Thursday, October 30, 2008

Early market gains don't last

Last night was an exciting time for Asian markets. They put in their 3rd straight day of rising markets with the biggest 3 day gains ever. However, this is coming off huge bear market lows, most were down 60% from their peaks a year ago (Shanghai was down 70%). They were encouraged by the greatly oversold markets & local bank rate cuts. The Hong Kong central bank cut their base rate & China had its 3rd interest rate cut in 6 weeks, bringing back buyers as was the case in Europe.

Dow futures this AM in pre-trading were up 300 but were up only 250 just after trading started. Enthusiasm subsided, its now up 35. Advancers were ahead of decliners less than 3-1 & NAZ rose 9.

S&P 500 FINANCIALS INDEX rose 4, the Alerian MLP Index was up 3 & the Dow Jones REIT index was even. High yield (junk) bonds funds were up 1%, their kind of rally. The VIX, Volatility Index, dropped 2 to 68 on slightly easing fears in the markets.

The Libor (London interbank rate) for 3 month loans was down 23 basis points to 3.19% for the 14th consecutive daily drop. Lower rates are vital, they enable banks to feel better about lending to each other. The Fed agreed yesterday to provide swap lines of $30B to each of 4 central foreign banks aimed at containing a funding squeeze in emerging markets. Meanwhile the International Monetary Fund essentially doubled borrowing limits for emerging-market countries & waived demands for economic austerity measures.

Money-Market Rates Drop as Fed Cut, Cash Infusions Start to Unlock Lending


Oil pulled back after the big gains yesterday while gold rose slightly:


CLZ08.NYMCrude Oil Dec 08....66.06 ET....Down 1.44 (2.1%)


GCX08.CMXGold Nov 08....754.40 11:04am ET....Up 1.60 (0.2%)


Banks are having success working their way out of the credit mess with fairly coordinated help from central banks around the world. However, the economies are still struggling. GDP in the US shrank by 0.3% in Q3, less than feared but if shrinkage continues in Q4, that would make this period into an official recession.

U.S. Economy Shrank 0.3% in the Third Quarter as Consumer Spending Dropped


Last week, new jobless claims were steady at 479K (above 400K is considered worrisome) but expectations were for a modest decline. The number collecting claims remains at 3.7MM up from 2.6MM last year, another signal about being in a recession.


Company news continues mixed but with a strong bias on disappointing side. Exxon Mobil (XOM), a Dow stock, reported record earnings resulting from record high oil prices. However, the stock is down 2.45 on expectations that recent lower oil prices will cost them. Royal Dutch Shell (RDS.A), the largest oil company in Europe, reported similar results, stock down 3.10. Cigna (CI), a leading insurer, reported disappointing earnings costing the stock 2.70. Motorola (MOT), now a $5 stock, reported an ugly Q3 loss along with plenty of other problems taking the stock down 30¢.
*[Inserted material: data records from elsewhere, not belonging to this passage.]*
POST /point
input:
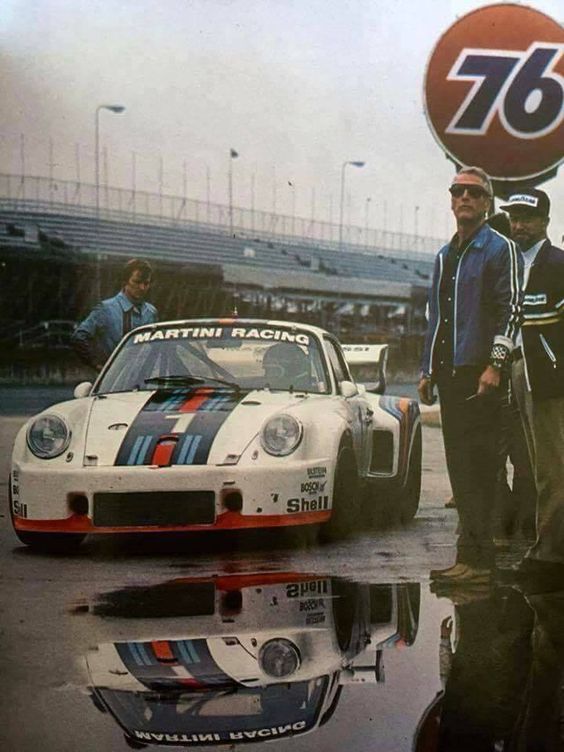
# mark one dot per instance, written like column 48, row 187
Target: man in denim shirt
column 99, row 333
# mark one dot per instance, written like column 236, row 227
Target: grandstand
column 59, row 255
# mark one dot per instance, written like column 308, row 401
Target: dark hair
column 500, row 222
column 134, row 265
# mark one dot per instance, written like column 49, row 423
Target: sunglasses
column 474, row 191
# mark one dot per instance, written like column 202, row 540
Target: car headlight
column 48, row 436
column 279, row 658
column 281, row 435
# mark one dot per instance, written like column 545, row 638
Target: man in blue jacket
column 474, row 315
column 99, row 333
column 538, row 376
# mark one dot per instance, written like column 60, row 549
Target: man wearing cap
column 538, row 375
column 474, row 313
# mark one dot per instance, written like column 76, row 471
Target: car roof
column 234, row 321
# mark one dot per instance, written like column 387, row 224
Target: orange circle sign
column 494, row 92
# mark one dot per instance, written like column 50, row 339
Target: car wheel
column 345, row 511
column 52, row 542
column 410, row 493
column 409, row 601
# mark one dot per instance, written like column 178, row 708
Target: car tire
column 410, row 493
column 49, row 542
column 345, row 512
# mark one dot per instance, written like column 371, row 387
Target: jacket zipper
column 430, row 370
column 548, row 350
column 456, row 305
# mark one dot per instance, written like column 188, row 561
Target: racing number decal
column 522, row 88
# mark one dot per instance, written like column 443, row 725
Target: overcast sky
column 295, row 86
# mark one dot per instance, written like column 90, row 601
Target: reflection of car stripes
column 188, row 451
column 188, row 652
column 177, row 399
column 215, row 404
column 139, row 450
column 140, row 654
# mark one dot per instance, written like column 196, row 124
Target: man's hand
column 425, row 390
column 489, row 380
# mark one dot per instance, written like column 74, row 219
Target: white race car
column 240, row 658
column 211, row 425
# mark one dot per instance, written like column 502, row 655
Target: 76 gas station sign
column 494, row 92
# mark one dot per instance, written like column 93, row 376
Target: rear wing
column 367, row 364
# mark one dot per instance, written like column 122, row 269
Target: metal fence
column 84, row 199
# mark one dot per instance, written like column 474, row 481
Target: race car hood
column 194, row 426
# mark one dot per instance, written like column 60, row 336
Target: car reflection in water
column 242, row 658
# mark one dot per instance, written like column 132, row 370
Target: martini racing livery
column 240, row 658
column 214, row 425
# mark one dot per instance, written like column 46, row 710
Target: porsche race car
column 216, row 424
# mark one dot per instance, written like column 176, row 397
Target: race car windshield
column 228, row 714
column 234, row 357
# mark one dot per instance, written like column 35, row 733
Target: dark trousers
column 471, row 433
column 515, row 505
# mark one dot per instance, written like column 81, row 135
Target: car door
column 357, row 406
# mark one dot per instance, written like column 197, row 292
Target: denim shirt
column 100, row 332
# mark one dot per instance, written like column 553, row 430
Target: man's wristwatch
column 499, row 356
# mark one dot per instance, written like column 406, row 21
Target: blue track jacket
column 487, row 303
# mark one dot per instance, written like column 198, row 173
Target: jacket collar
column 477, row 240
column 542, row 252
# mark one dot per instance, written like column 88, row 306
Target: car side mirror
column 348, row 389
column 83, row 389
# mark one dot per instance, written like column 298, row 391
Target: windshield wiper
column 185, row 379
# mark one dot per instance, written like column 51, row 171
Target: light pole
column 232, row 155
column 343, row 168
column 117, row 109
column 366, row 208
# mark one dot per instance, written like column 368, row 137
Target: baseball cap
column 536, row 201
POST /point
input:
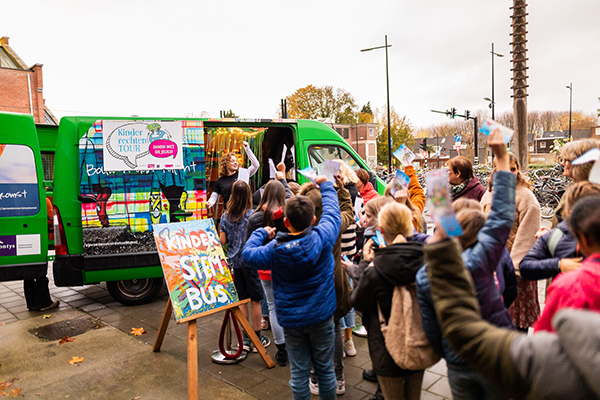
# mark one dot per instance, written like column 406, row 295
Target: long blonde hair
column 395, row 219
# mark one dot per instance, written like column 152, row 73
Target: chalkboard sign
column 195, row 268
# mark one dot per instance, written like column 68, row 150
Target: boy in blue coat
column 302, row 265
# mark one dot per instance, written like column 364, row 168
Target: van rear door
column 23, row 213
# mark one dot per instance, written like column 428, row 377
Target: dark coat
column 540, row 264
column 394, row 265
column 481, row 260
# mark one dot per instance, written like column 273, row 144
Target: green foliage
column 401, row 134
column 312, row 102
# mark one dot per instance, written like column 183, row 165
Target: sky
column 156, row 58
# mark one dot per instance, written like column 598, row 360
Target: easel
column 192, row 339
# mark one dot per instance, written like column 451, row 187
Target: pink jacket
column 579, row 289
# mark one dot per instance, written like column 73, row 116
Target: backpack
column 404, row 336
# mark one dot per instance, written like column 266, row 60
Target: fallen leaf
column 137, row 331
column 75, row 360
column 65, row 340
column 15, row 392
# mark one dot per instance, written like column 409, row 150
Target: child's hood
column 298, row 249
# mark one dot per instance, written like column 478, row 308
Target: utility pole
column 519, row 52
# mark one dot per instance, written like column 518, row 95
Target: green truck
column 115, row 177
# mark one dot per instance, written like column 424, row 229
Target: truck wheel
column 134, row 292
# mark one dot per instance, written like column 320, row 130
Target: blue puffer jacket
column 481, row 260
column 540, row 264
column 301, row 266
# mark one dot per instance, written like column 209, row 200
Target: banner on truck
column 120, row 206
column 195, row 268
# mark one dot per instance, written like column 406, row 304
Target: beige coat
column 527, row 222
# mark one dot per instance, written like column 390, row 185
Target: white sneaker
column 341, row 389
column 314, row 387
column 360, row 331
column 349, row 348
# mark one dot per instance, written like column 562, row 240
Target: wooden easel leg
column 192, row 360
column 162, row 330
column 253, row 338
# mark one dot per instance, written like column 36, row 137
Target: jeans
column 467, row 384
column 264, row 307
column 349, row 320
column 312, row 344
column 270, row 301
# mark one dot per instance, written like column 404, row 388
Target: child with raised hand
column 394, row 264
column 232, row 233
column 302, row 272
column 504, row 275
column 564, row 365
column 557, row 251
column 579, row 288
column 483, row 243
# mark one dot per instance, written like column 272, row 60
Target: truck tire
column 134, row 292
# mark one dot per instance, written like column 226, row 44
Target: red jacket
column 579, row 289
column 368, row 193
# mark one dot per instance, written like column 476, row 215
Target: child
column 483, row 243
column 504, row 275
column 579, row 288
column 269, row 212
column 557, row 250
column 233, row 230
column 393, row 265
column 302, row 265
column 541, row 366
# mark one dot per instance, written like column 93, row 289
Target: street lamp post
column 492, row 102
column 387, row 78
column 570, row 87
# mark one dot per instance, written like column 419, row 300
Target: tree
column 401, row 133
column 365, row 115
column 311, row 102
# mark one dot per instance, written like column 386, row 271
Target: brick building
column 362, row 138
column 22, row 87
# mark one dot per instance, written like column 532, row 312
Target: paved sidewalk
column 115, row 360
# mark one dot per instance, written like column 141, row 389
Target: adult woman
column 525, row 310
column 393, row 265
column 365, row 188
column 228, row 174
column 462, row 180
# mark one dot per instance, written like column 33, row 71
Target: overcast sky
column 168, row 58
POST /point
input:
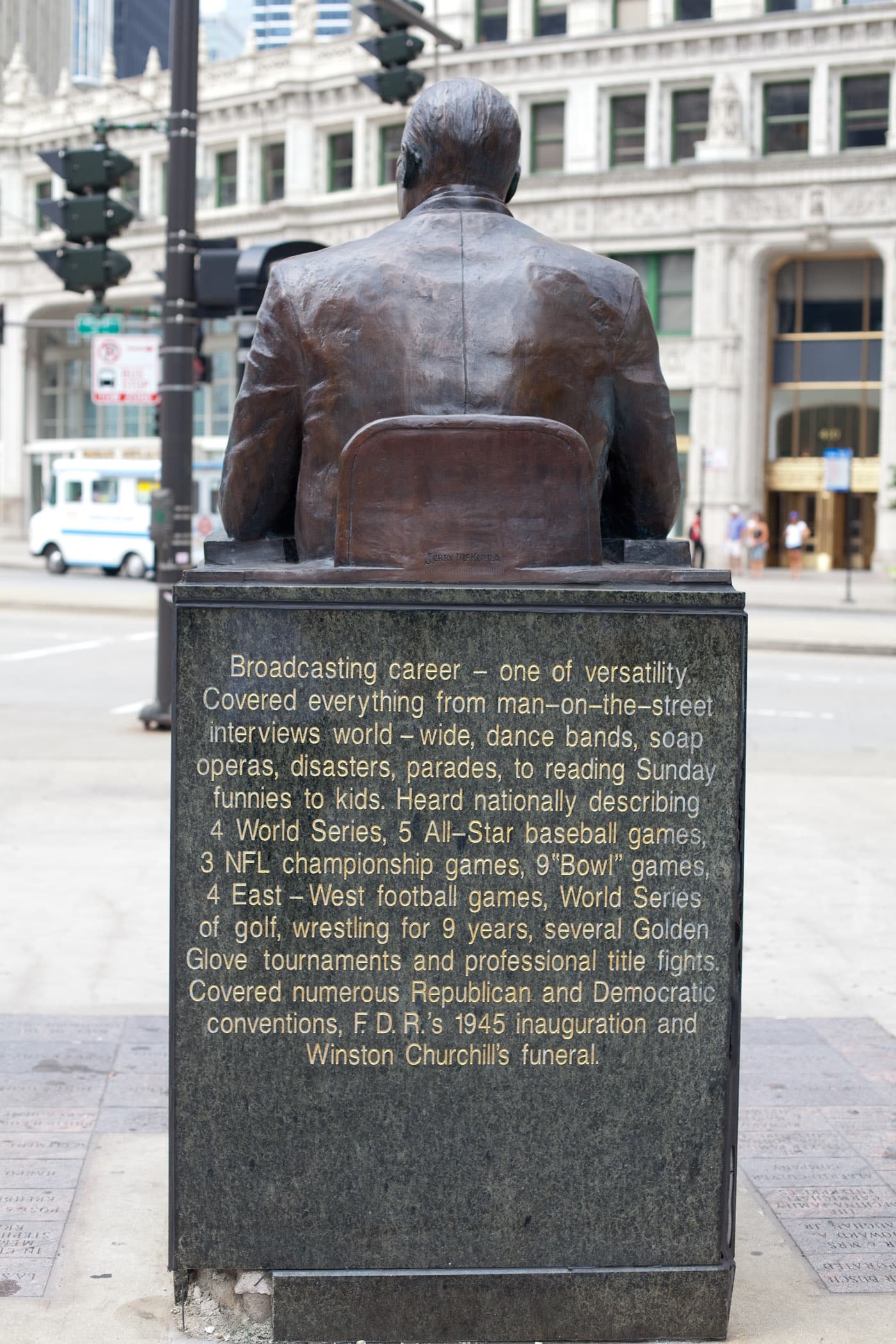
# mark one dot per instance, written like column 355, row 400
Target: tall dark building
column 138, row 26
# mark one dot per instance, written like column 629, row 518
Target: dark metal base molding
column 385, row 1307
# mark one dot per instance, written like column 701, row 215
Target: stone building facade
column 742, row 160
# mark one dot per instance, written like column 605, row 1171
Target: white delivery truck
column 97, row 514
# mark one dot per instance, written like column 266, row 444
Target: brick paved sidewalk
column 817, row 1135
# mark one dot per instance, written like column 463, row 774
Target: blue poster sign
column 838, row 469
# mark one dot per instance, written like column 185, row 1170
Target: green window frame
column 273, row 171
column 689, row 122
column 628, row 133
column 131, row 190
column 226, row 178
column 340, row 160
column 390, row 144
column 785, row 131
column 42, row 191
column 548, row 124
column 667, row 280
column 550, row 18
column 491, row 20
column 864, row 112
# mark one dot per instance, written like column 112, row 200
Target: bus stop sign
column 124, row 370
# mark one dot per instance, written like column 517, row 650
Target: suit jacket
column 456, row 308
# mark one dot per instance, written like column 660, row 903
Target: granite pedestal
column 456, row 950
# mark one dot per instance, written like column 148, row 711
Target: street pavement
column 84, row 852
column 808, row 614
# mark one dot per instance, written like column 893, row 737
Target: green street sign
column 90, row 324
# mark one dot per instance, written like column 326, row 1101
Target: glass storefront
column 824, row 392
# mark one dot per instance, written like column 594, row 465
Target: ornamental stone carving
column 724, row 133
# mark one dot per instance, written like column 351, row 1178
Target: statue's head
column 458, row 133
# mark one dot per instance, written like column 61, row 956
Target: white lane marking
column 57, row 648
column 789, row 714
column 26, row 655
column 816, row 678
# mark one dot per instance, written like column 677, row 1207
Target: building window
column 214, row 401
column 131, row 190
column 491, row 20
column 630, row 14
column 826, row 356
column 668, row 285
column 689, row 120
column 550, row 19
column 547, row 138
column 786, row 118
column 273, row 172
column 42, row 191
column 865, row 112
column 628, row 127
column 226, row 178
column 340, row 160
column 390, row 150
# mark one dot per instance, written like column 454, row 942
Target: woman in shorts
column 796, row 536
column 756, row 538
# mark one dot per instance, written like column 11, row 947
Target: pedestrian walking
column 796, row 536
column 756, row 540
column 735, row 538
column 695, row 536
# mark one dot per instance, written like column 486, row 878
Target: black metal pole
column 179, row 339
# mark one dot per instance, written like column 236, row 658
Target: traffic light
column 89, row 217
column 394, row 51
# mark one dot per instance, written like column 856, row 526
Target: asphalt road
column 84, row 824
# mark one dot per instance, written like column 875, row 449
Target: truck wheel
column 133, row 566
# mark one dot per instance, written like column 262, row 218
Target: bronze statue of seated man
column 457, row 310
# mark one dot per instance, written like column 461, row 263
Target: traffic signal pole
column 179, row 343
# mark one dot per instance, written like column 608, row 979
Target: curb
column 820, row 647
column 70, row 608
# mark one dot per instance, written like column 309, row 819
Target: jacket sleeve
column 261, row 465
column 643, row 487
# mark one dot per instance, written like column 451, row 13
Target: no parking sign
column 124, row 370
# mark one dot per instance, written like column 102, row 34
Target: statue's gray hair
column 464, row 131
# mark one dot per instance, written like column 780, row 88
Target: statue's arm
column 641, row 491
column 261, row 464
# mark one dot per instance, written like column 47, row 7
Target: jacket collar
column 458, row 198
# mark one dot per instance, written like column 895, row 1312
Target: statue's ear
column 412, row 167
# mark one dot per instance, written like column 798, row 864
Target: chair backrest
column 486, row 493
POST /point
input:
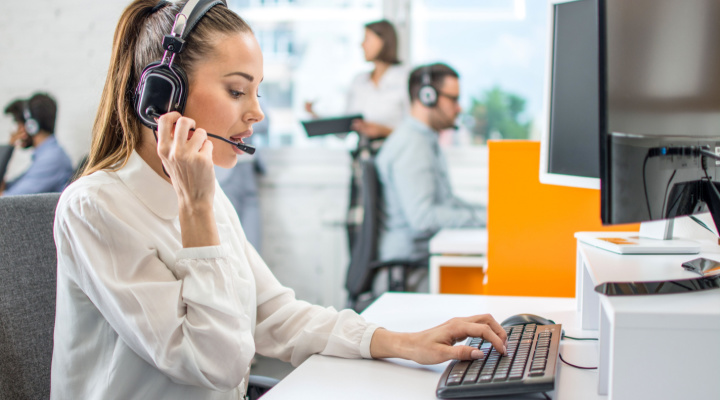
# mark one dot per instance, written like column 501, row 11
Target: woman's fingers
column 491, row 322
column 182, row 129
column 166, row 125
column 465, row 353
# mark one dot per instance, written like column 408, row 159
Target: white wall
column 62, row 47
column 303, row 201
It's good to hear that central banks are making changes which will help banks get back into the lending business. However, macro economic stats keep coming & they aren't getting prettier. Autos & housing remain in their worst depression in 70 years & retail sales at stores are lousy. Tomorrow closes out a brutal Oct when the Dow will report a loss of about 2K as. It now looks like the US is caught up in an official recession.